The Cope family were strong supporters of the arts, and they played an important role in the development of the local music scene.
The family was instrumental in the establishment of Loughgall Brass Band, which was founded in the mid-1800s and quickly became one of the most renowned bands in Northern Ireland.
The family’s influence in the area began to decline towards the end of the 19th century, as several members of the family emigrated to other parts of the world, and the family’s wealth and power dwindled.
Nevertheless, the Cope family continued to contribute to the village’s development throughout the 20th century, and their legacy can still be seen in the village today.
There are currently no pubs in the village now thanks to the endeavours of Mrs Cecilia Cope who, like many ladies in Victorian times, was a fervent advocate of temperance. Cecilia Cope purchased the license’s of the publicans in the village and instead offered an alternative named the ‘Rock Coffee Tavern’, which opened in July 1879.

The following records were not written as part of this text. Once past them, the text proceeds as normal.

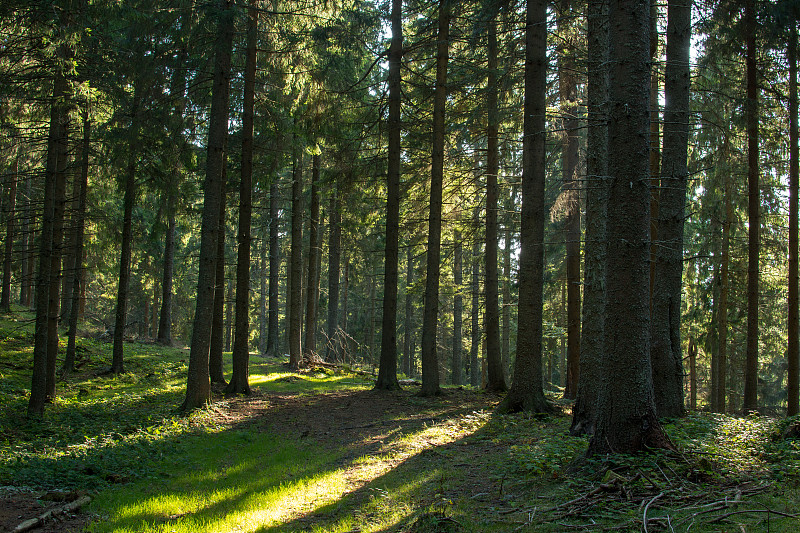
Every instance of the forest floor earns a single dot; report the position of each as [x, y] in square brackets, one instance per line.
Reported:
[320, 451]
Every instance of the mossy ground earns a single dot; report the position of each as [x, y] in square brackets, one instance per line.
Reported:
[319, 451]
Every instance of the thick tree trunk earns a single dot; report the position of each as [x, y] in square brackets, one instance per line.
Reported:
[626, 416]
[594, 295]
[430, 364]
[475, 373]
[793, 347]
[198, 383]
[408, 364]
[332, 349]
[666, 352]
[458, 310]
[5, 299]
[26, 264]
[296, 261]
[526, 393]
[215, 361]
[387, 373]
[117, 360]
[753, 237]
[80, 227]
[314, 253]
[496, 379]
[274, 269]
[56, 154]
[568, 95]
[240, 377]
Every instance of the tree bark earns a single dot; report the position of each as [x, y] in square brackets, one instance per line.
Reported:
[5, 299]
[568, 95]
[240, 377]
[458, 310]
[496, 380]
[56, 153]
[526, 393]
[198, 383]
[117, 360]
[387, 373]
[274, 269]
[296, 261]
[80, 228]
[430, 364]
[753, 238]
[793, 347]
[666, 352]
[626, 417]
[314, 253]
[594, 294]
[332, 352]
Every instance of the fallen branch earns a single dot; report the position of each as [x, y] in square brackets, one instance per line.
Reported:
[27, 525]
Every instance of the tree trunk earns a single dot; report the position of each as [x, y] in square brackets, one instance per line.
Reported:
[5, 299]
[198, 383]
[117, 360]
[274, 269]
[568, 95]
[430, 364]
[666, 352]
[387, 374]
[475, 332]
[526, 393]
[793, 347]
[408, 364]
[594, 294]
[26, 265]
[80, 227]
[296, 265]
[496, 380]
[753, 237]
[626, 416]
[332, 352]
[215, 362]
[458, 310]
[56, 154]
[240, 377]
[314, 253]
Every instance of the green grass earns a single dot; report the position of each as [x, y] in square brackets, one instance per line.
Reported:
[431, 465]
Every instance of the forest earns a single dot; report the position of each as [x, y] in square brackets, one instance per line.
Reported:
[360, 265]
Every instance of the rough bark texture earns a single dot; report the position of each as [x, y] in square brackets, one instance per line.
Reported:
[215, 364]
[296, 261]
[80, 227]
[475, 316]
[753, 237]
[458, 310]
[496, 380]
[387, 372]
[274, 269]
[240, 376]
[594, 295]
[568, 96]
[5, 299]
[407, 328]
[198, 383]
[626, 417]
[117, 360]
[666, 352]
[314, 253]
[56, 151]
[430, 365]
[793, 348]
[526, 392]
[332, 351]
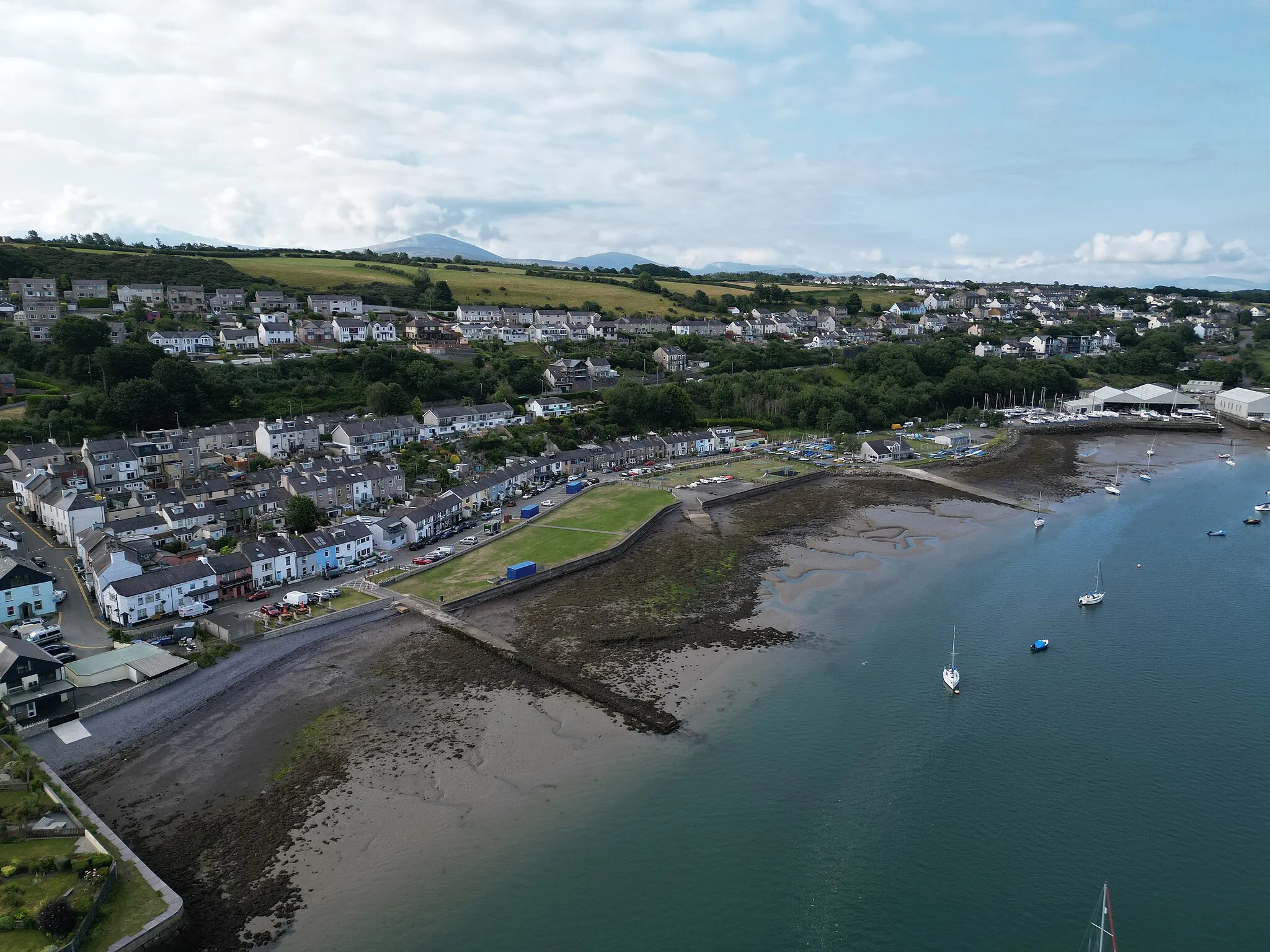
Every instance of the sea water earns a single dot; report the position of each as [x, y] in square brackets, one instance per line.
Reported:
[859, 805]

An advert in the Belfast News Letter dated 1879 described the building as ‘a most comfortable and suitable building. There is a good reading room which is amply supplied with daily, weekly, and temperance newspapers, periodicals, etc
One significant part of the family’s legacy in the village is the Cope Memorial Hall, which was built in 1928 and named in honour of the family’s contributions to the local community. The hall has been a vital part of village life ever since, hosting a wide range of cultural and social events.
Despite the passing of time, the Cope family’s influence on Loughgall has not been forgotten. The family’s name is still synonymous with the village, and their contributions to the local community continue to be celebrated and remembered.
One of the most visible reminders of the family’s presence in Loughgall is Loughgall Country Park, which was once part of the Cope family’s estate. Today, the park is a popular destination for visitors to the area, offering stunning views of the surrounding countryside and a wide range of recreational activities.
The grounds of the Manor House is now run as Loughgall Country Park, a rural haven of relaxation and recreation boasting an 18-hold golf course adjoined by considerable areas of mature woodland interspersed with orchards and cultivated fields.
The most popular walk in the park being the ‘Lime walk’ – a pathway close to the entrance of the main house lined with lime trees.
The Cope family of Loughgall played a vital role in shaping the history and development of the village and the wider County Armagh area. The family’s wealth and power allowed them to acquire significant property holdings in the region, and their contributions to politics, religion, and the arts were significant.
Although the family’s influence in the area declined towards the end of the 19th century, their legacy can still be seen in the village today, in the form of Loughgall Country Park, the Cope Memorial Hall, and the many other contributions the family made to the local community over the centuries.